Agarawala left Google in 2014 and has been heading up his own new startup in the years since — a company called Spatial that brings some very familiar-feeling interface concepts into the realm of augmented reality.
And BumpTop itself is now available as an open-source project, with a note from Agarawala that states:
We really believe we’re just scratching the surface of what’s possible with the way we interact with technology. As touch and virtual reality interfaces rapidly evolve, we think some of the ideas we explored might be relevant now more than ever. The future of BumpTop is now in your hands, the community of passionate fans and developers of BumpTop who supported our mission of a bold new, physical dimension of UIs since the beginning.
And so it goes.
The Android tablet future
There’s one more fascinating footnote to this story — and, perhaps, to the future of Android tablets and where things could go from here.
In a move that seems to have gone largely unnoticed by the Google-watching masses, a fella by the name of Rich Miner appears to have joined Google last March in order to take on a new role with the title of “CTO, Android tablets.”
In case his name doesn’t ring an immediate bell, Miner was one of the original co-founders of Android — right alongside Andy Rubin.
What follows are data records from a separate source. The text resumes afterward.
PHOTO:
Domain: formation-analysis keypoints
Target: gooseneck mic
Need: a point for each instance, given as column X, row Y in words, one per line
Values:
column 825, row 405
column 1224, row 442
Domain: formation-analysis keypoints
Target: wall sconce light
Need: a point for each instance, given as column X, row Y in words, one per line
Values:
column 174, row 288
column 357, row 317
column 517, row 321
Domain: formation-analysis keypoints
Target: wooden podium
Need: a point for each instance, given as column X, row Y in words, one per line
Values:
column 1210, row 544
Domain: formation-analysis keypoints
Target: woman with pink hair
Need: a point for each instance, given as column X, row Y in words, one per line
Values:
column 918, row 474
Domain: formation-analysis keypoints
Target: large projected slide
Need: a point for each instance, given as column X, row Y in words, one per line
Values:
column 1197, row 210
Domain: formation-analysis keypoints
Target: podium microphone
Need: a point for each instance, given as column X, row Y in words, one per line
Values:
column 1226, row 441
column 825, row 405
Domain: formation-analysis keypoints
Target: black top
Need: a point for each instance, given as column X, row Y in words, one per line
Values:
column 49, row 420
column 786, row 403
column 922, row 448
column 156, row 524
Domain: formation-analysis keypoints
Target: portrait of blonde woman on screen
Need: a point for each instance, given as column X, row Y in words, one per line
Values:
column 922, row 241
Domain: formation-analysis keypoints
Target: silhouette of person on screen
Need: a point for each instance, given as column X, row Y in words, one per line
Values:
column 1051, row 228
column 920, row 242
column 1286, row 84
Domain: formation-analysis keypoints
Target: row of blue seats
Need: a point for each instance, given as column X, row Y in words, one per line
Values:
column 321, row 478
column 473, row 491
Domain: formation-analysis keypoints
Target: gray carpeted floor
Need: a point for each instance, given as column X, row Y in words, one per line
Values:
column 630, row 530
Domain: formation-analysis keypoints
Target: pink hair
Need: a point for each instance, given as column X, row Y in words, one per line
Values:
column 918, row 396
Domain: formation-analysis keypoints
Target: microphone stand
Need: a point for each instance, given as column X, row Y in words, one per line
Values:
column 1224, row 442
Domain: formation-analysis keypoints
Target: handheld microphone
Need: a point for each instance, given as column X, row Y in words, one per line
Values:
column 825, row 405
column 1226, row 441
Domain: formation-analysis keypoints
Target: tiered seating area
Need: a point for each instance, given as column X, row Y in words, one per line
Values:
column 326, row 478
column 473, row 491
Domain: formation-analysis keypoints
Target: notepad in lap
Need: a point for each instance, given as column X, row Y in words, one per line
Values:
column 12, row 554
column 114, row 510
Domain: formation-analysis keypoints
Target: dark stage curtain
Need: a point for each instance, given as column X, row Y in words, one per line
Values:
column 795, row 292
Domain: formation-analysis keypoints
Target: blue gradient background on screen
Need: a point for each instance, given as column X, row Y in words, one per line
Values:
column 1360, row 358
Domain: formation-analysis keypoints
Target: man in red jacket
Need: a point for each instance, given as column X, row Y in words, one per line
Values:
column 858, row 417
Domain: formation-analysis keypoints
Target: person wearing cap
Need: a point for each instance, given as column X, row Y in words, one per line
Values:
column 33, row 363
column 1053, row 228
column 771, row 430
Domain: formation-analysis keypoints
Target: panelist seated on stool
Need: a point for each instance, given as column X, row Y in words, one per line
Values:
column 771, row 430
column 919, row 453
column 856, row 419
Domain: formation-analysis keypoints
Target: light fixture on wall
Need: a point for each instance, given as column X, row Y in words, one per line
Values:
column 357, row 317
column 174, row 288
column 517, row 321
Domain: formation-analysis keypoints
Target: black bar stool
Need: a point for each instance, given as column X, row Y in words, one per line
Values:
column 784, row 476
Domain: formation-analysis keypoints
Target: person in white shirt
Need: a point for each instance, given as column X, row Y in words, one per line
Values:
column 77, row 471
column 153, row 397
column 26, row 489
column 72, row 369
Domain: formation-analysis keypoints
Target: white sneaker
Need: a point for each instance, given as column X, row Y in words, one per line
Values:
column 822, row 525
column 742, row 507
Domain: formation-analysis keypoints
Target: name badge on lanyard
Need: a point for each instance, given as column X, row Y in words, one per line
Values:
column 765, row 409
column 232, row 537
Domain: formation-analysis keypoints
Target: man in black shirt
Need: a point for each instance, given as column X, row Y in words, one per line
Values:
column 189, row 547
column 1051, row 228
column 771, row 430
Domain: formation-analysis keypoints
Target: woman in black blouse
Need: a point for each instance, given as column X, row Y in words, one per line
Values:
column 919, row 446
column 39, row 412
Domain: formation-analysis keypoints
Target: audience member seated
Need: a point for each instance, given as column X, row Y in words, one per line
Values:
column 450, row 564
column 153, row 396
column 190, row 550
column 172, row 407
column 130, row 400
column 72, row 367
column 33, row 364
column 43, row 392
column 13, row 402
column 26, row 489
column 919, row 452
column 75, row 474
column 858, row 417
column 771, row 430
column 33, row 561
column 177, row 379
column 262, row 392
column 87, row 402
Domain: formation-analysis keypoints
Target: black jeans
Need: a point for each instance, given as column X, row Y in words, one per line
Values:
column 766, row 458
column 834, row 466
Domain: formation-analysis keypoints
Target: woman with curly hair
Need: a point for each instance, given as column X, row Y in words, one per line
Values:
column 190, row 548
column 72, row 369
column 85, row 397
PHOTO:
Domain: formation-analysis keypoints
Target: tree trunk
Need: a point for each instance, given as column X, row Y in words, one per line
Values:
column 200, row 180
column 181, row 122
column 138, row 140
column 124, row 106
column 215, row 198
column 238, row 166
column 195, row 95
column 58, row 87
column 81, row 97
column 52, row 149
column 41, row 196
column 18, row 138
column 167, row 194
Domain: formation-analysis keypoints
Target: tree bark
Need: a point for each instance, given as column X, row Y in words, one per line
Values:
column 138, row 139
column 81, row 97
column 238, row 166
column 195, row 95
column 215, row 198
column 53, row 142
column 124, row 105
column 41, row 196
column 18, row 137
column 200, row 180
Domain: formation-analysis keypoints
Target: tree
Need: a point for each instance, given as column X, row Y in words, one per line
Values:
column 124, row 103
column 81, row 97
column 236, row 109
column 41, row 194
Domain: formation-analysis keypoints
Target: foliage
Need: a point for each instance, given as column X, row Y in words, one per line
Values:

I interviewed him in 2016 for my (no-longer-publicly-available) podcast and heard all about his winding path through the mobile-tech universe. He played a key role in Android’s birth and helped shape its direction over the first several years of its existence, and while he may not be a household name today, his influence undeniably helped Android grow into what it’s become.
(I tried reaching out to Google to request additional info on the nature of Miner’s new role and to see if he’d be available for an interview, but I never heard back. I’ve also tried to contact Agarawala a couple times over the years without any response.)
Miner left Android in 2010 and went on to work at Google’s venture capital branch. In 2016, he took a position heading up some mysterious new Google education project that may or may not have ultimately resulted in any tangible products. And now, it seems he’s come back to his roots to pursue another new beginning under the Android umbrella.
The tale of Android tablets has already had more than its share of twists, turns, and missed opportunities. But maybe, just maybe, the story isn’t over yet. Maybe another chapter will emerge.
If there’s one thing you learn from spending enough time watching Google, it’s that you never truly know what might come next.